The Leesburg Historic District was listed on the National Register of Historic Places in 1993.

==History==
Leesburg is the oldest town in Kosciusko County. It was the county seat until November 1854, when the Pennsylvania Railroad reached Warsaw. It was home to the first judicial courthouse in the county.

==Geography==
According to the 2010 census, Leesburg has a total area of 0.26 sqmi, all land.

==Demographics==

Historical population
| Census | Pop. | Note | %± |
| 1850 | 217 |  | — |
| 1860 | 289 |  | 33.2% |
| 1870 | 326 |  | 12.8% |
| 1880 | 354 |  | 8.6% |
| 1890 | 345 |  | −2.5% |
| 1900 | 390 |  | 13.0% |
| 1910 | 401 |  | 2.8% |
| 1920 | 369 |  | −8.0% |
| 1930 | 371 |  | 0.5% |
| 1940 | 389 |  | 4.9% |
| 1950 | 428 |  | 10.0% |
| 1960 | 427 |  | −0.2% |
| 1970 | 561 |  | 31.4% |
| 1980 | 629 |  | 12.1% |
| 1990 | 584 |  | −7.2% |
| 2000 | 625 |  | 7.0% |
| 2010 | 555 |  | −11.2% |
| 2020 | 555 |  | 0.0% |
U.S. Decennial Census

===2010 census===
As of the census of 2010, there were 555 people, 214 households, and 152 families living in the town. The population density was 2134.6 PD/sqmi. There were 239 housing units at an average density of 919.2 /sqmi.

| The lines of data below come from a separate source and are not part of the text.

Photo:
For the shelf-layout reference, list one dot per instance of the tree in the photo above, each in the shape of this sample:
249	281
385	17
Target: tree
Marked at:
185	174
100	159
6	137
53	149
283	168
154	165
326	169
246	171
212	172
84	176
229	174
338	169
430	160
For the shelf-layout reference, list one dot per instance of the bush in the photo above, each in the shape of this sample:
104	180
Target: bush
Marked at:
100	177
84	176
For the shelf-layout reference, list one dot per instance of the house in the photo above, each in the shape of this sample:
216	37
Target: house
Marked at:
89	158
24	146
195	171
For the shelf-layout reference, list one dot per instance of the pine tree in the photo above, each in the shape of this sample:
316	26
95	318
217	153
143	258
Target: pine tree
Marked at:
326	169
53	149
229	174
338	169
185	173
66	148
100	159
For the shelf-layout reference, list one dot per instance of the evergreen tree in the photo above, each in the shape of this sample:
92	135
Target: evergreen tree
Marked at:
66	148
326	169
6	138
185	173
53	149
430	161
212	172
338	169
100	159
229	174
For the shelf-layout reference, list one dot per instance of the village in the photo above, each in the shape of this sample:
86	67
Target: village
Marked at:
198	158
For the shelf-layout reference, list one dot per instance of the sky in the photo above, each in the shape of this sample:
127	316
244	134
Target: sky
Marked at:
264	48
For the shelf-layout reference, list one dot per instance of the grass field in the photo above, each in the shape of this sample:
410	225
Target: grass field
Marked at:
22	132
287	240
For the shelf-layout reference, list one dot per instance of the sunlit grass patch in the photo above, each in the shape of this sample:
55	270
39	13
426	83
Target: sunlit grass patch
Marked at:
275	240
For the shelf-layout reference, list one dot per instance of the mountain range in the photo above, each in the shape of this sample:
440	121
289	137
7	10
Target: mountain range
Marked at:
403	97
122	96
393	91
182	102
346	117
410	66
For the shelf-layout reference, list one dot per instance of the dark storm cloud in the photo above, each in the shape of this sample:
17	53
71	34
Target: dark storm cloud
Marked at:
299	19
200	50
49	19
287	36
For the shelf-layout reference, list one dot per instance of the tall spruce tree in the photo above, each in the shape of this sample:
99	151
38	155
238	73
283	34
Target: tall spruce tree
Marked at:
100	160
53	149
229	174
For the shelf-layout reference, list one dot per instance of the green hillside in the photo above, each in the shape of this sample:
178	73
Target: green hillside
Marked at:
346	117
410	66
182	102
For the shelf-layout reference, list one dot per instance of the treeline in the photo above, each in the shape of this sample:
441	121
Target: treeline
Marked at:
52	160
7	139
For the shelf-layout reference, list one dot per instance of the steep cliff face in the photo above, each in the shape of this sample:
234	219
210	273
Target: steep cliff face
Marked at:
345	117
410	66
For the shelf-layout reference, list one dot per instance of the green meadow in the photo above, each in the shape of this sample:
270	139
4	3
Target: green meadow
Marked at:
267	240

The racial makeup of the town was 91.7% White, 0.2% African American, 0.2% Native American, 2.3% Asian, 4.3% from other races, and 1.3% from two or more races. Hispanic or Latino of any race were 7.7% of the population.

There were 214 households, of which 37.4% had children under the age of 18 living with them, 57.5% were married couples living together, 6.5% had a female householder with no husband present, 7.0% had a male householder with no wife present, and 29.0% were non-families. 24.8% of all households were made up of individuals, and 8.4% had someone living alone who was 65 years of age or older. The average household size was 2.59 and the average family size was 3.04.

The median age in the town was 38.3 years. 26.7% of residents were under the age of 18; 5.6% were between the ages of 18 and 24; 27.9% were from 25 to 44; 24.6% were from 45 to 64; and 15% were 65 years of age or older. The gender makeup of the town was 49.2% male and 50.8% female.

===2000 census===
As of the census of 2000, there were 625 people, 232 households, and 176 families living in the town. The population density was 2,689.8 PD/sqmi. There were 240 housing units at an average density of 1,032.9 /sqmi. The racial makeup of the town was 90.40% White, 0.32% African American, 0.48% Native American, 3.04% Asian, 4.16% from other races, and 1.60% from two or more races. Hispanic or Latino of any race were 7.52% of the population.

There were 232 households, out of which 37.1% had children under the age of 18 living with them, 67.2% were married couples living together, 4.7% had a female householder with no husband present, and 24.1% were non-families. 20.7% of all households were made up of individuals, and 7.8% had someone living alone who was 65 years of age or older. The average household size was 2.69 and the average family size was 3.10.

In the town, the population was spread out, with 26.4% under the age of 18, 6.7% from 18 to 24, 33.1% from 25 to 44, 23.8% from 45 to 64, and 9.9% who were 65 years of age or older. The median age was 35 years. For every 100 females, there were 101.0 males. For every 100 females age 18 and over, there were 103.5 males.

The median income for a household in the town was $46,750, and the median income for a family was $49,091. Males had a median income of $32,656 versus $23,438 for females. The per capita income for the town was $20,031. About 2.3% of families and 5.2% of the population were below the poverty line, including 2.6% of those under age 18 and 6.3% of those age 65 or over.